L’autre point, j’en ai déjà touché un mot plus haut : la “découvrabilité” parfois hasardeuse de certaines fonctions comme l’affichage de pages web en “Split View”, planqué derrière un survol de quelques pixels de large. La possibilité d’afficher deux pages web côte à côte ou l’une en dessous de l’autre est plaisante, mais à vrai dire, je n’ai même pas deviné de moi-même qu’on pouvait tout simplement glisser/déposer un onglet à l’endroit souhaité.
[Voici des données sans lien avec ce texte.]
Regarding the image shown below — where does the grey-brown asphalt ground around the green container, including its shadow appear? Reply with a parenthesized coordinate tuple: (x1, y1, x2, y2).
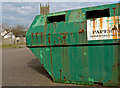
(2, 47, 117, 88)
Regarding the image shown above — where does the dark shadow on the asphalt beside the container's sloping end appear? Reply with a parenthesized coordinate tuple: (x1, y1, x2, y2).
(28, 58, 53, 81)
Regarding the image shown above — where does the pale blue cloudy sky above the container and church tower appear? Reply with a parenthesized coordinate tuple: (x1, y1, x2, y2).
(0, 0, 119, 27)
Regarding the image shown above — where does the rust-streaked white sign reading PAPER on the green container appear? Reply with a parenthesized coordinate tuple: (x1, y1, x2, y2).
(87, 16, 120, 40)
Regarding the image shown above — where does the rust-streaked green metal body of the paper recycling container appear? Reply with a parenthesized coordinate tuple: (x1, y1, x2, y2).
(26, 3, 120, 86)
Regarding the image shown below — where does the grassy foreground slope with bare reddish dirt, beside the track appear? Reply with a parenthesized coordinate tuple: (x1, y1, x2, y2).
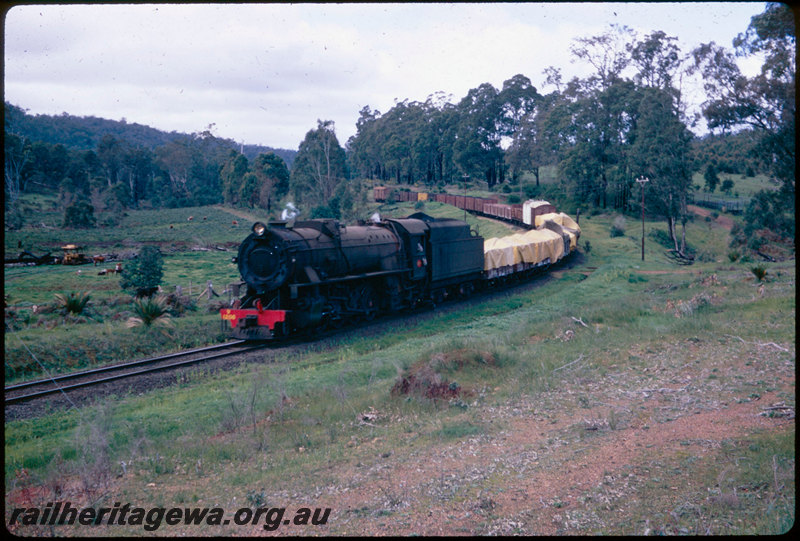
(5, 188, 795, 535)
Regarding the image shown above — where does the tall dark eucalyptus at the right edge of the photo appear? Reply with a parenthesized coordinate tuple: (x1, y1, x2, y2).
(693, 3, 797, 243)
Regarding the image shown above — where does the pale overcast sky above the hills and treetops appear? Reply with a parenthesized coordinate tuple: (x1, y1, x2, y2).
(4, 2, 765, 149)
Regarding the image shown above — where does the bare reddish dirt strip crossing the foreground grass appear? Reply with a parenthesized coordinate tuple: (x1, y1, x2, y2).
(241, 339, 794, 535)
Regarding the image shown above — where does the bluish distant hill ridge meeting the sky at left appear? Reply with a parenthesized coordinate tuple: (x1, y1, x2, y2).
(4, 102, 297, 169)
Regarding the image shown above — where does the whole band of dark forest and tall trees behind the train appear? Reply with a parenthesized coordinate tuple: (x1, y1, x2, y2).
(4, 3, 795, 260)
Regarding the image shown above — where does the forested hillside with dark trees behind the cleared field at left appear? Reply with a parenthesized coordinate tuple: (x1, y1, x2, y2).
(4, 103, 296, 216)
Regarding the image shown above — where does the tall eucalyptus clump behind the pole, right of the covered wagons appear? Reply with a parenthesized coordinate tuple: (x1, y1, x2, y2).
(552, 21, 692, 236)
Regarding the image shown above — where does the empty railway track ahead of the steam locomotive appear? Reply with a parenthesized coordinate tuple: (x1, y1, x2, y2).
(5, 340, 267, 404)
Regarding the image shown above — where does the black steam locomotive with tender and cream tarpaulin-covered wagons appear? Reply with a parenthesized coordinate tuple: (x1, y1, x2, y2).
(220, 186, 580, 340)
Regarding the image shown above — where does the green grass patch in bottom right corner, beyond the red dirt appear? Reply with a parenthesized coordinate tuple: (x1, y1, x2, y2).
(584, 432, 795, 535)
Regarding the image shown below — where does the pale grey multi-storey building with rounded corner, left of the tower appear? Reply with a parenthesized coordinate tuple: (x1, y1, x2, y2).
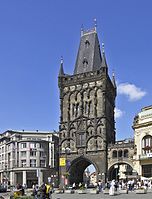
(0, 130, 58, 187)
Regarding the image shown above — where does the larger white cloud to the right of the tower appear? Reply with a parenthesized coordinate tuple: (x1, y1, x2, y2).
(117, 83, 146, 101)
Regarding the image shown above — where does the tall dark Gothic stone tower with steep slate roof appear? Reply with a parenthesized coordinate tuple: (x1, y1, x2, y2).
(58, 28, 116, 184)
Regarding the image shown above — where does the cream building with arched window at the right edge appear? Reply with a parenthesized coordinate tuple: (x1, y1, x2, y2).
(133, 106, 152, 178)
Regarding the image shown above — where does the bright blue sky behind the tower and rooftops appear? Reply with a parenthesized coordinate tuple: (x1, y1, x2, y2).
(0, 0, 152, 139)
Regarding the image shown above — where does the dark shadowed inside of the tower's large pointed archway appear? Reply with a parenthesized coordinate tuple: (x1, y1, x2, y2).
(69, 156, 99, 185)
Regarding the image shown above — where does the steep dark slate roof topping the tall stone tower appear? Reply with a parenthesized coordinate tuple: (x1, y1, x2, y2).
(74, 25, 102, 74)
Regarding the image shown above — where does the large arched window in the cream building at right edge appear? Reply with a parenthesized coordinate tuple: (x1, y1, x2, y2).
(142, 135, 152, 154)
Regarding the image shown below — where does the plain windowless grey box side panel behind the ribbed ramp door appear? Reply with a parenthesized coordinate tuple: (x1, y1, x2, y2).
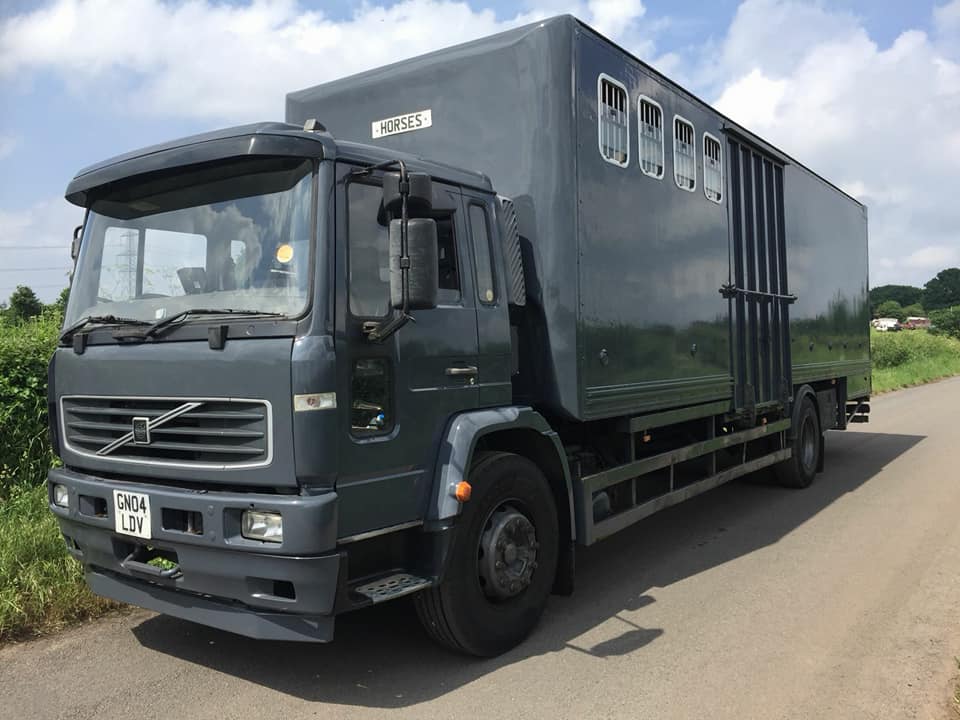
(783, 165, 870, 397)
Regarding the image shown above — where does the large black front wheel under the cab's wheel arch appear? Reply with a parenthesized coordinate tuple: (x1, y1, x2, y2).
(413, 453, 560, 657)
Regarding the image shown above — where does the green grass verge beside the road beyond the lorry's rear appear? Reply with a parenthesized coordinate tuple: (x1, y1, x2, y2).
(870, 330, 960, 393)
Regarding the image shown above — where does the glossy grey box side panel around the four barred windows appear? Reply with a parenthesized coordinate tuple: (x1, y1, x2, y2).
(576, 31, 732, 418)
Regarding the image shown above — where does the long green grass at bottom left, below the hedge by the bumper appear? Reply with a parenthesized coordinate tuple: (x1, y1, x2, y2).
(0, 485, 119, 643)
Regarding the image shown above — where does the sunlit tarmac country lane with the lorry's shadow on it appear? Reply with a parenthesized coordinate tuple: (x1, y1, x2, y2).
(0, 378, 960, 720)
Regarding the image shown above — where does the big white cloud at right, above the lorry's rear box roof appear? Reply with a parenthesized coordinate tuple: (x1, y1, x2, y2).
(706, 0, 960, 285)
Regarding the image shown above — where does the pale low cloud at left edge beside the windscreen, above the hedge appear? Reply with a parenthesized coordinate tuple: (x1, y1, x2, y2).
(0, 197, 83, 302)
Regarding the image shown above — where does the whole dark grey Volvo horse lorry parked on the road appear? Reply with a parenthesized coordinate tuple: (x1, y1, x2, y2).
(49, 16, 870, 655)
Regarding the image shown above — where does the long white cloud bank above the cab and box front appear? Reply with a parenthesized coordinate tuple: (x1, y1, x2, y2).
(0, 0, 652, 122)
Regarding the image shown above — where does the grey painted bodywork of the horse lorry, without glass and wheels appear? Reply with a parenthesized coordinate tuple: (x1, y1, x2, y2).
(50, 16, 870, 640)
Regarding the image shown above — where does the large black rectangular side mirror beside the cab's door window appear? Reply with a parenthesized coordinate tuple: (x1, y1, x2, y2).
(390, 218, 440, 310)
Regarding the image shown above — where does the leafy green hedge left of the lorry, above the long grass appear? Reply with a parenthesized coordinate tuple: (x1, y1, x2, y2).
(0, 311, 60, 500)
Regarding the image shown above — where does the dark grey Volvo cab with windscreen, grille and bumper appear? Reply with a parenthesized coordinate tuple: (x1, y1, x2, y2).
(49, 123, 564, 652)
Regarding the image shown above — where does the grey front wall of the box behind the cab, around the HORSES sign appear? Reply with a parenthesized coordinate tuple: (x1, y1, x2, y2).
(287, 18, 580, 417)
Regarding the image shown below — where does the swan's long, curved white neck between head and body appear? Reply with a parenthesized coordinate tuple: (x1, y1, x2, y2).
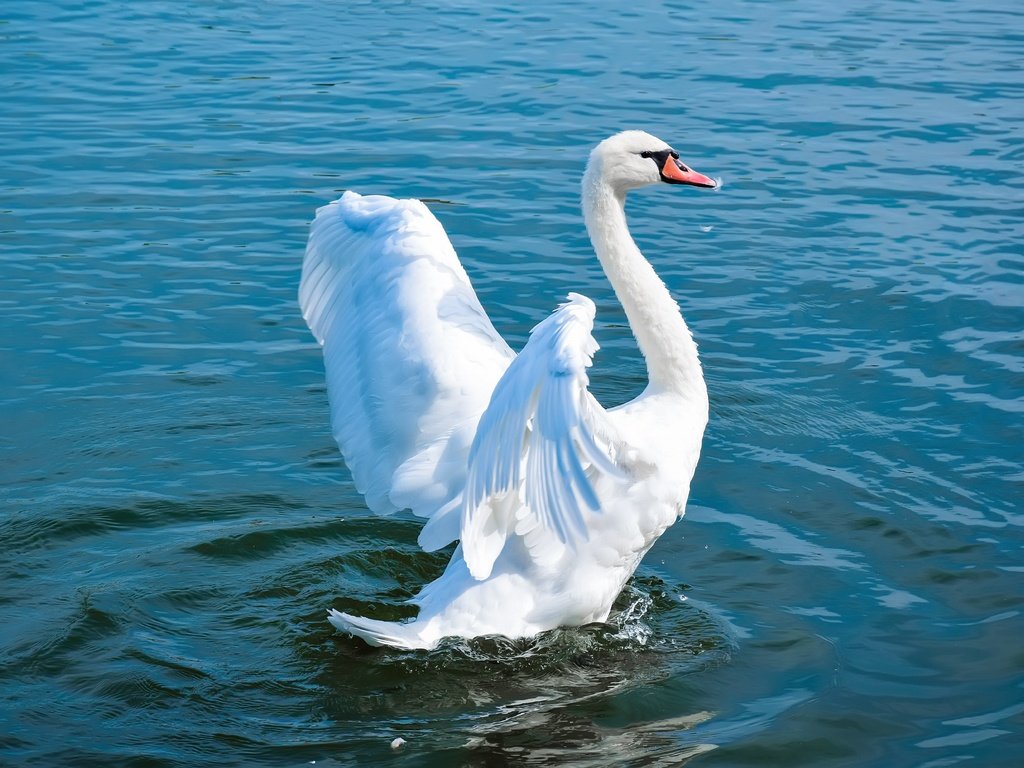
(583, 174, 707, 396)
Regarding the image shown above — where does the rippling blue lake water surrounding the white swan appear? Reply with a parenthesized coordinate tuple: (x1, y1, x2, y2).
(0, 0, 1024, 767)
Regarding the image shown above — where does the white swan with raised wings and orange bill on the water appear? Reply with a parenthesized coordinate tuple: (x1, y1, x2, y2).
(299, 130, 718, 649)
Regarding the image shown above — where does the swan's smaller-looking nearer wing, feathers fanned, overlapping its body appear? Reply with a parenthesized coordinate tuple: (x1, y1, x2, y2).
(461, 294, 625, 579)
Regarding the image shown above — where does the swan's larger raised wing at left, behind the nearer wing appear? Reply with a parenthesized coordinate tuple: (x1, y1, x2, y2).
(299, 191, 514, 549)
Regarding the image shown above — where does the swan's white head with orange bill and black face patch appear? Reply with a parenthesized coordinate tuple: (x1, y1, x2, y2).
(587, 131, 718, 194)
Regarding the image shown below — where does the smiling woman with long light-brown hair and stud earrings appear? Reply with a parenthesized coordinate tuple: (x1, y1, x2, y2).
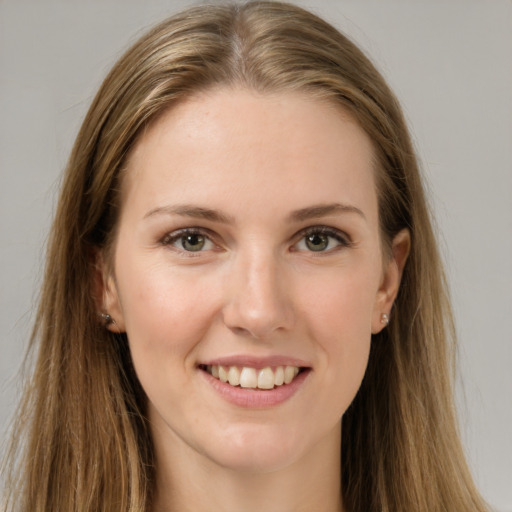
(4, 2, 486, 512)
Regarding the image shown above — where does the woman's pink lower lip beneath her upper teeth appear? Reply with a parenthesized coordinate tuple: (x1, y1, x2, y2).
(199, 369, 311, 409)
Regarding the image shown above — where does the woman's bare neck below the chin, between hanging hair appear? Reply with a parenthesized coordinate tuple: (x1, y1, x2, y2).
(152, 422, 343, 512)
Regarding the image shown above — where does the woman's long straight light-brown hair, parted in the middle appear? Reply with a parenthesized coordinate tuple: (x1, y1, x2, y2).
(6, 2, 487, 512)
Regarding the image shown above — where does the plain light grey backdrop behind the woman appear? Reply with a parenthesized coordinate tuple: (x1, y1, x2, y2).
(0, 0, 512, 512)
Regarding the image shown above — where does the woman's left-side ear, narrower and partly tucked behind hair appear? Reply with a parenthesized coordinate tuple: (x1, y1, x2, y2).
(92, 250, 125, 333)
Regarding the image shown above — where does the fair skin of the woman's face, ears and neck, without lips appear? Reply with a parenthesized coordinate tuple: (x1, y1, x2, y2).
(102, 88, 409, 512)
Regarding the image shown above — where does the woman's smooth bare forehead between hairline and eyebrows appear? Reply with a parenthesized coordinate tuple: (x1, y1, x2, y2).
(123, 88, 376, 222)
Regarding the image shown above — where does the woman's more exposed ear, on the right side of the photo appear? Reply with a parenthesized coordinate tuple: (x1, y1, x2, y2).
(372, 229, 411, 334)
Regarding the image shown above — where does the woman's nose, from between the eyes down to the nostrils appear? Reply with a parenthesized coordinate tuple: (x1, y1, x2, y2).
(223, 251, 295, 339)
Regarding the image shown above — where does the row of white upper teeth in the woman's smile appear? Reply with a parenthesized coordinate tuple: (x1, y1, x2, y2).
(206, 365, 299, 389)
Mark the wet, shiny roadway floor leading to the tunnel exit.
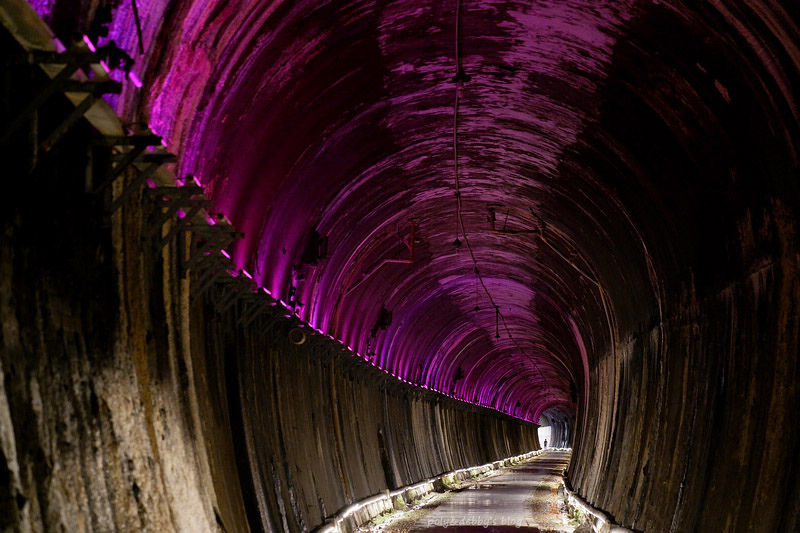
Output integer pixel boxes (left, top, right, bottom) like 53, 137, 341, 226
370, 451, 574, 533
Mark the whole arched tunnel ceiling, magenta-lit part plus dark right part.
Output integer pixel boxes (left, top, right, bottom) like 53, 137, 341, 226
36, 0, 798, 421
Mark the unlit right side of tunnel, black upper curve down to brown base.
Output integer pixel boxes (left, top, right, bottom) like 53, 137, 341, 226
564, 2, 800, 532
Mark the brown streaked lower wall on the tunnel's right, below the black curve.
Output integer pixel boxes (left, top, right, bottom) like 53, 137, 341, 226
569, 196, 800, 531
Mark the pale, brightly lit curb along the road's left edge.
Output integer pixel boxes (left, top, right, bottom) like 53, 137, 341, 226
316, 448, 558, 533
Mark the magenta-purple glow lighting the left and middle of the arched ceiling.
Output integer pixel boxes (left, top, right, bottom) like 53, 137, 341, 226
72, 0, 632, 418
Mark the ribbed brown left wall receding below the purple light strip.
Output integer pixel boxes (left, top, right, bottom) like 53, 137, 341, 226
203, 296, 540, 531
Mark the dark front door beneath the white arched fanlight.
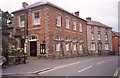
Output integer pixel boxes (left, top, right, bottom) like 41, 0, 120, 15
30, 41, 37, 57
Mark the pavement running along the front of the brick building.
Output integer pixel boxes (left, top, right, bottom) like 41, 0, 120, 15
2, 56, 120, 75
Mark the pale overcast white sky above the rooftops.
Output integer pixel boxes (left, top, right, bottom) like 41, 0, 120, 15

Je vais continuer à utiliser Arc régulièrement. On a encore un bout de chemin à accomplir pour s’apprivoiser. J’apprécie les choix effectués par The Browser Company, et le fait qu’il s’agisse de choix et pas simplement de possibilités supplémentaires offertes qui ajoutent de la complexité à l’expérience. Pour autant, je ne peux pas m’empêcher de penser que l’éditeur a un peu trop confiance en sa position d’acteur “disrupteur” qui espère que les utilisateurs vont voir la lumière et “redécouvrir Internet”. C’est une promesse ambitieuse, mais Internet est toujours là pour nous rappeler qu’il n’a pas beaucoup changé.